For the longest time I've thought about this sign, but never crossed paths with one like it. Imagine my surprise when one of my About.com users contacted me with photos of the very same sign I remembered after reading about my childhood recollections!
While I favor that old aquarium light myself, any type of motion light featuring beer advertising is highly collectible now days. From tin trains with chugging wheel motion to flowing mountain streams, all those innovative signs can be valuable regardless of the beer maker's brand they feature.
Marketing Then, Collectibles Now
Most beer companies prominently displayed their logo on advertising pieces many years ago, just as they do today. The cleverer the advertising displays, the more beer the brewery would sell, or so they hoped.

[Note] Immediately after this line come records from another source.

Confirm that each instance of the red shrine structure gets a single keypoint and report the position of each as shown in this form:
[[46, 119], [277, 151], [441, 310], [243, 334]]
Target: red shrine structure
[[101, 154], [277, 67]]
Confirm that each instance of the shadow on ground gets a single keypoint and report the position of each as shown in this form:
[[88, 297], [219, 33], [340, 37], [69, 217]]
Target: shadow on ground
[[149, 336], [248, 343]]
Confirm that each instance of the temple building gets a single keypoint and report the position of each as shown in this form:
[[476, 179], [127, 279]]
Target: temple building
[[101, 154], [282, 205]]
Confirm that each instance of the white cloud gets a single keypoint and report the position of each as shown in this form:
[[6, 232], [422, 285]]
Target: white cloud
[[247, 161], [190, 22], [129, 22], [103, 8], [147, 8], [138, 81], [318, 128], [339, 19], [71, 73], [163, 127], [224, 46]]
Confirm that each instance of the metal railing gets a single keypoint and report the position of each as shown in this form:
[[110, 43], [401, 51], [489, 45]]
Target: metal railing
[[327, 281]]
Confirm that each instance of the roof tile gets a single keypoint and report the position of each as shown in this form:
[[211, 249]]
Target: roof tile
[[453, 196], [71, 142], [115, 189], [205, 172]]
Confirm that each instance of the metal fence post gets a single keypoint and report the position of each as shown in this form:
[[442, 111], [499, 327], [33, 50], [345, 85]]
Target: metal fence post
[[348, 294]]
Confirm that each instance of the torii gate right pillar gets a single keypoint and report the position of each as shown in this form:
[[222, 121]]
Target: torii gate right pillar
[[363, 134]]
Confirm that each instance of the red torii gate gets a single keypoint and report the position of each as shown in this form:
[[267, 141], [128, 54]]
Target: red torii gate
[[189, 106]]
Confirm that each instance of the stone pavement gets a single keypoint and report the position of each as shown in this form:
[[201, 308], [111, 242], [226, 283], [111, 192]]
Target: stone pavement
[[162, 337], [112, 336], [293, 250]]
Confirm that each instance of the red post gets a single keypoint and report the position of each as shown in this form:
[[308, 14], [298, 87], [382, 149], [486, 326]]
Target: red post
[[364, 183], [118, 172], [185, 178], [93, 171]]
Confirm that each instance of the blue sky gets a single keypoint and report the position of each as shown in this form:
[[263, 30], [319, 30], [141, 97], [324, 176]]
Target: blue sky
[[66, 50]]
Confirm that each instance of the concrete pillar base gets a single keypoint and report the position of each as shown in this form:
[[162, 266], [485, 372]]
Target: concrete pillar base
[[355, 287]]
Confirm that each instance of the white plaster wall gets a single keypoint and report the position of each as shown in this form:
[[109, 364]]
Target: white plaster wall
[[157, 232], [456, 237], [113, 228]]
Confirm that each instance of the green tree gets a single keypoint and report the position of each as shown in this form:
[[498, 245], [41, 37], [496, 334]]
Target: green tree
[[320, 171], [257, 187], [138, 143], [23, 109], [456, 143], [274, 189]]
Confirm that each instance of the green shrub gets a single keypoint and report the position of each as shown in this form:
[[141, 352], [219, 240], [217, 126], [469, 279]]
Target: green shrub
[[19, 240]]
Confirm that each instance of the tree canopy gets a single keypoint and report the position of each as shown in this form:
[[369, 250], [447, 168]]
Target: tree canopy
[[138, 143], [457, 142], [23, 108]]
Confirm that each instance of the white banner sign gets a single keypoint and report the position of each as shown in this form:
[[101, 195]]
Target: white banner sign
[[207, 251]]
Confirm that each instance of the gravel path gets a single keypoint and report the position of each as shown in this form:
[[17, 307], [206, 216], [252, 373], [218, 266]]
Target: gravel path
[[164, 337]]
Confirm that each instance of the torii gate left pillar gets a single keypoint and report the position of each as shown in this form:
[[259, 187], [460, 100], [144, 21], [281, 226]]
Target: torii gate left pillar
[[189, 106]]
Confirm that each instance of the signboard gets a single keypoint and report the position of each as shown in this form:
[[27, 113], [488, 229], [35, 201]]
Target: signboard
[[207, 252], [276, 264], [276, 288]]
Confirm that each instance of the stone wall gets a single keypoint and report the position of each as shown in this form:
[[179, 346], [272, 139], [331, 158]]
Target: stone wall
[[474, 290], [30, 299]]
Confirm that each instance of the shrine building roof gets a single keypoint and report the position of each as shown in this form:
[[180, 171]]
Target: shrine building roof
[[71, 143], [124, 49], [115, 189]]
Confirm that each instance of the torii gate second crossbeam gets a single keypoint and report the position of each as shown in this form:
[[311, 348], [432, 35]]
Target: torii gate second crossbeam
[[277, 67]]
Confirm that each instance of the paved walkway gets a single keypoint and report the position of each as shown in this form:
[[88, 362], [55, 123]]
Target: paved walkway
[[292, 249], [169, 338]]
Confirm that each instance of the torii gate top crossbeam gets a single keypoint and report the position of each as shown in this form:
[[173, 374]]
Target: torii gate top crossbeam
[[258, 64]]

While many collectors of breweriana look for beer items in general, while others focus on a particular brand of beer, all beer memorabilia will find a good home in a collection eventually.
In fact, I've seen lots of different beer advertisements and the objects they rode in on over the years. It never ceases to amaze me how much advertising changes, yet it stays the same. Following this line of thought, we find that selling beer with the lure of a beautiful lady isn't a modern marketing scheme.
Themes in Beer Memorabilia
In the Value Guide to Advertising Memorabilia by B.J. Summers (Collector Books), a very risqué framed cardboard sign for Arrow Beer sports a shapely nude woman with a "Matchless Body" to go right along with the beer. This item has a very 1930s look to it and sells for several hundred dollars, according to the book.
Although you might not be able to picture a piece like this over the sofa in your own home, I'm sure it once complemented a smoky barroom quite well. There are many other framed signs that offer crossover appeal that blend nicely with a number of décor styles with vintage flair, however.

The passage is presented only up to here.